Winter - Ayurveda, or balance in the face of the Gunas, Part 1
Jan 25, 2026
Winter sadness isn’t a pathology. It’s a reasonable nervous system response to cold, dark, contraction, and reduced sensory input. Less light literally changes serotonin and melatonin. Less movement means less circulation. The world gets quieter, smaller, more internal. Of course mood drops. Of course energy pools instead of rises.
From an Ayurvedic lens, this is Vata and Kapha teaming up:
Vata brings the low mood, worry, fragility, and drifting.
Kapha brings the heaviness, inertia, and “I just want to stay here forever.”
So the system slows.

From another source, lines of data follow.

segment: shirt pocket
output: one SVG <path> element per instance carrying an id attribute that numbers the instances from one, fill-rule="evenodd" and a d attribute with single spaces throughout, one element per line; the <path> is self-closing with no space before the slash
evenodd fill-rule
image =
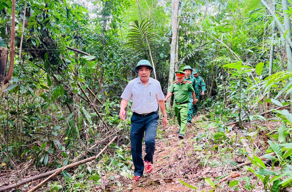
<path id="1" fill-rule="evenodd" d="M 150 93 L 149 95 L 147 97 L 148 102 L 149 103 L 154 103 L 156 101 L 156 93 Z"/>

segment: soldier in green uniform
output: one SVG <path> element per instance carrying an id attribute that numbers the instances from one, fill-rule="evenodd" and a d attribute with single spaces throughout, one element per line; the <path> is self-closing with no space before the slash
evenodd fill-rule
<path id="1" fill-rule="evenodd" d="M 194 74 L 194 77 L 196 78 L 197 84 L 198 85 L 198 88 L 199 89 L 199 94 L 198 94 L 199 101 L 196 105 L 193 106 L 193 114 L 194 116 L 197 115 L 197 112 L 199 109 L 199 103 L 201 98 L 201 96 L 205 95 L 205 91 L 206 90 L 206 84 L 205 84 L 205 82 L 203 78 L 201 76 L 199 76 L 199 70 L 196 69 L 194 69 L 193 71 L 193 73 Z"/>
<path id="2" fill-rule="evenodd" d="M 196 83 L 196 78 L 194 77 L 192 77 L 191 76 L 193 72 L 193 69 L 190 66 L 187 65 L 183 68 L 182 71 L 186 73 L 185 74 L 185 80 L 189 81 L 191 82 L 191 84 L 193 86 L 193 87 L 195 90 L 195 94 L 196 95 L 196 98 L 195 98 L 195 99 L 196 100 L 197 102 L 199 100 L 199 90 L 198 89 L 198 86 L 197 83 Z M 194 100 L 194 99 L 193 97 L 193 95 L 192 94 L 192 92 L 189 92 L 189 109 L 188 110 L 188 116 L 187 117 L 187 126 L 191 126 L 192 125 L 192 117 L 193 116 L 193 102 Z M 179 133 L 179 130 L 177 131 L 178 133 Z"/>
<path id="3" fill-rule="evenodd" d="M 182 139 L 184 137 L 186 128 L 189 92 L 192 93 L 193 98 L 196 98 L 196 95 L 190 82 L 184 80 L 186 73 L 183 71 L 176 71 L 175 72 L 177 80 L 172 83 L 164 102 L 166 102 L 166 100 L 174 93 L 174 111 L 180 127 L 179 138 Z M 193 102 L 194 105 L 196 103 L 196 100 Z"/>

And then something very modern happens.
We sergeant ourselves.
We notice the sadness or flatness and immediately bring in an inner drill instructor:
“Get up.”
“Try harder.”
“Go for a run.”
“Fix your mindset.”
“Be productive.”
This is where it quietly goes wrong.
Because now there are two layers of suffering:
- the original winter state (low light, low energy, contraction)
- the relational injury — we turn against ourselves
So we’re not just sad.
We’re sad and being bullied.
And the body reads that as threat.
From a nervous system perspective, self-coercion increases sympathetic tone — more cortisol, more bracing, more internal friction. Which ironically makes movement harder, not easier. It deepens inertia instead of resolving it.
This is the pendulum swing.
We feel inert → we yank hard toward discipline → the system resists → we feel like failures → we double down → collapse again.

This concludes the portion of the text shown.